I basically rule out lists of probabilities after the verb relating to each subclaim, as it’s very mentally taxing to relate each probability to each claim:
- “I think $_{55 %, 80 %, 15 %}$ ⸤it’ll rain tomorrow⸥, but ⸤Tuesday is going to be sunny⸥, but I don’t think ⸤your uncle is going to be happy about that⸥.

Since the people writing the text reporting probabilities are probably logically non-omniscient bounded agents, it might as well be useful to report the time or effort one has spent on refining the reported probability: “I reckon humanity will survive the 21st century $_{55 % : 20 h}$ ”, indicating that the speaker has reflected on this question for 20 hours to arrive at their current probability (something akin to reporting an “epistemic effort” for a piece of information). I fear that this notation is getting into cumbersome territory and won’t be using it.

Notation Options and Difficulties

There are three available options: Either ones writing platform supports HTML, in which case one can use the <sub>18</sub> tags (giving $_{18 %}$ ), or it supports $L A T E X$ , which creates a sligthly fancier looking but also more fragile notation using _{18\%} (resulting in $_{18 %}$ ), or ones platform directly supports subscripting, such as pandoc with ~18%~, but not Reddit Markdown (which does support superscript). More info about other platforms here.

Ideally one would simply use Unicode subscripts, which are available for all digits, but tragically not for the percentage sign ‘%’ or a simple dot ‘.’. Perhaps a project for the future: After all, they did include a subscript ‘+’₊, a subscript ‘-’₋, equality sign ‘=’₌ and parentheses ‘()’₍₎, but many subscript letters (b, c, d, f, g, j, q, r, u, v, w, y and z) are still missing…

Applications

I’ve used this notation sparingly but increasingly, a good example of a first exploration is here.
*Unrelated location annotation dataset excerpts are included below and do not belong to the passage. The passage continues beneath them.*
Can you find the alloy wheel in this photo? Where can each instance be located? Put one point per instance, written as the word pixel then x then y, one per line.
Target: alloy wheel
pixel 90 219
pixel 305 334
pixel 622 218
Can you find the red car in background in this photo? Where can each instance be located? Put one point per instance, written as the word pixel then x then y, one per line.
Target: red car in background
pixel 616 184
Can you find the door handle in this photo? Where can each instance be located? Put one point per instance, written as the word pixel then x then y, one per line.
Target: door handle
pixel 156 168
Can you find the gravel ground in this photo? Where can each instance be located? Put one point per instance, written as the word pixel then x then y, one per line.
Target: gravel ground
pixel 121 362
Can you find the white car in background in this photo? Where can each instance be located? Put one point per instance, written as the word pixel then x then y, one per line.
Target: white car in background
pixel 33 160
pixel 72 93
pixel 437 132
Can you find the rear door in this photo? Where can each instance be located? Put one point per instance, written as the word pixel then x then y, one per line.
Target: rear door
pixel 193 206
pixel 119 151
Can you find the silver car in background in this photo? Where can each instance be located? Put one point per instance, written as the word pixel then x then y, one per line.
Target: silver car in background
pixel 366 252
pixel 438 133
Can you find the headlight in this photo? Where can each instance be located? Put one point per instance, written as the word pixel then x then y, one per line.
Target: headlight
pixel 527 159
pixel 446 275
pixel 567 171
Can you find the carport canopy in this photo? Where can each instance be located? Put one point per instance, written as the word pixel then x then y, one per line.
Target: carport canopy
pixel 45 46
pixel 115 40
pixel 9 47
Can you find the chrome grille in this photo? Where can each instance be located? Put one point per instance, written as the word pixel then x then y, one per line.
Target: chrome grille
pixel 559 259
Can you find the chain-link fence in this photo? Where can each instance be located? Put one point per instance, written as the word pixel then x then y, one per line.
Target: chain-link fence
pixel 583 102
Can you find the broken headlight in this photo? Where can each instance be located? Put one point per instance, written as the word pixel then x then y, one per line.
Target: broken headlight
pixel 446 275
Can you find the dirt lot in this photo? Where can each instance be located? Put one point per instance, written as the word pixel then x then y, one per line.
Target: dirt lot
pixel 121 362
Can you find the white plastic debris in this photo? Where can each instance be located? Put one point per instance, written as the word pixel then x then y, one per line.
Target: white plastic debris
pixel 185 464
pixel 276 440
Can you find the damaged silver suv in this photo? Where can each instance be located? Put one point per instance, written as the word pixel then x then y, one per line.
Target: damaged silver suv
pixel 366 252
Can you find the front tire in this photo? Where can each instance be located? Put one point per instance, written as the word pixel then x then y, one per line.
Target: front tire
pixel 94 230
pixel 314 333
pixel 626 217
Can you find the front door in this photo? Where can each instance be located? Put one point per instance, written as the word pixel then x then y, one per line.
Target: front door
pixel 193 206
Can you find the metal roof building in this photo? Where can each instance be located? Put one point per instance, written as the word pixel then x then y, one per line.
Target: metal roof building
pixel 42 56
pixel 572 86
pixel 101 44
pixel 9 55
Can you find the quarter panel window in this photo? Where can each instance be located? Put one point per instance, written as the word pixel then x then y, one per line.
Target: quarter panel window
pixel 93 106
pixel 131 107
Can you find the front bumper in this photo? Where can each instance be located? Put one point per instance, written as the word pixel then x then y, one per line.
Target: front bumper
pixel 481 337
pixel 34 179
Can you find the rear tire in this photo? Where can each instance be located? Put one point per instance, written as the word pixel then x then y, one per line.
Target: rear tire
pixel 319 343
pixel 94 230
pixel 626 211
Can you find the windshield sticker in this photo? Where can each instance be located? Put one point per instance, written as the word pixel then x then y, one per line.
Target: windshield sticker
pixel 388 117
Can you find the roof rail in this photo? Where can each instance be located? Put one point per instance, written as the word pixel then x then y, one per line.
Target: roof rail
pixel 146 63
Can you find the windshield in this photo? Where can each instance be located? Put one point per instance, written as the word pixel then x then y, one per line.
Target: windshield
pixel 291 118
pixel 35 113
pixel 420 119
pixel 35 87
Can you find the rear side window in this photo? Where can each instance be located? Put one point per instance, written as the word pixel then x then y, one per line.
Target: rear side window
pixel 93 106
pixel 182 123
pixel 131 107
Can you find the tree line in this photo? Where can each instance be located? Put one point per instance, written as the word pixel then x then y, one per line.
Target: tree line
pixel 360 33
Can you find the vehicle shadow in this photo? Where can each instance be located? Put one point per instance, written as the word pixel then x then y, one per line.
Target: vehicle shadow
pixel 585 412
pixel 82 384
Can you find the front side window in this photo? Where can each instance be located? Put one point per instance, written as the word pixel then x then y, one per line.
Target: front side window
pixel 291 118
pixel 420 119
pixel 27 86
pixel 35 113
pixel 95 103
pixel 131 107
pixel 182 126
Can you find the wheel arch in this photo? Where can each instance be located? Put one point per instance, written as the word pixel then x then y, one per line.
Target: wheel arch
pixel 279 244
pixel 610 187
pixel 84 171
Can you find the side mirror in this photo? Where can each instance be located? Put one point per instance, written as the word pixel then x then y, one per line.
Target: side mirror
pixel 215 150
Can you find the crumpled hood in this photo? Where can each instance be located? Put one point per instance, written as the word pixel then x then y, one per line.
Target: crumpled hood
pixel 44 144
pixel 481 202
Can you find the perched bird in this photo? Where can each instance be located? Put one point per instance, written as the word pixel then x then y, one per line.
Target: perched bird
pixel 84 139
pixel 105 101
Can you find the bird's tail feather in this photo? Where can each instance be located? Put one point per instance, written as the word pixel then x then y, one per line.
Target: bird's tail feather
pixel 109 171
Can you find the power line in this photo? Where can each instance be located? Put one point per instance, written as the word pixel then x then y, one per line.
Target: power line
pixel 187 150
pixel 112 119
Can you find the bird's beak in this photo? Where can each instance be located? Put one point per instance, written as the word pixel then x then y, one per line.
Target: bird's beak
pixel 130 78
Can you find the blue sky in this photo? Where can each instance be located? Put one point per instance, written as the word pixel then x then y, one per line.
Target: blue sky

Fischer 2023 uses a different notation:

Given hedonism and conditional on sentience, we think (credence: 0.7) that none of the vertebrate nonhuman animals of interest have a welfare range that’s more than double the size of any of the others. While carp and salmon have lower scores than pigs and chickens, we suspect that’s largely due to a lack of research.
Given hedonism and conditional on sentience, we think (credence: 0.65) that the welfare ranges of humans and the vertebrate animals of interest are within an order of magnitude of one another.
Given hedonism and conditional on sentience, we think (credence 0.6) that all the invertebrates of interest have welfare ranges within two orders of magnitude of the vertebrate nonhuman animals of interest. Invertebrates are so diverse and we know so little about them; hence, our caution.

The notation proposed here would change the text:

Given hedonism and conditional on sentience, we think that none of the vertebrate nonhuman animals of interest have a welfare range that’s more than double the size of any of the others $_{70 %}$ . While carp and salmon have lower scores than pigs and chickens, we suspect that’s largely due to a lack of research.
Given hedonism and conditional on sentience, we think that the welfare ranges of humans and the vertebrate animals of interest are within an order of magnitude of one another $_{65 %}$ .
Given hedonism and conditional on sentience, we think that all the invertebrates of interest have welfare ranges within two orders of magnitude of the vertebrate nonhuman animals of interest $_{60 %}$ . Invertebrates are so diverse and we know so little about them; hence, our caution.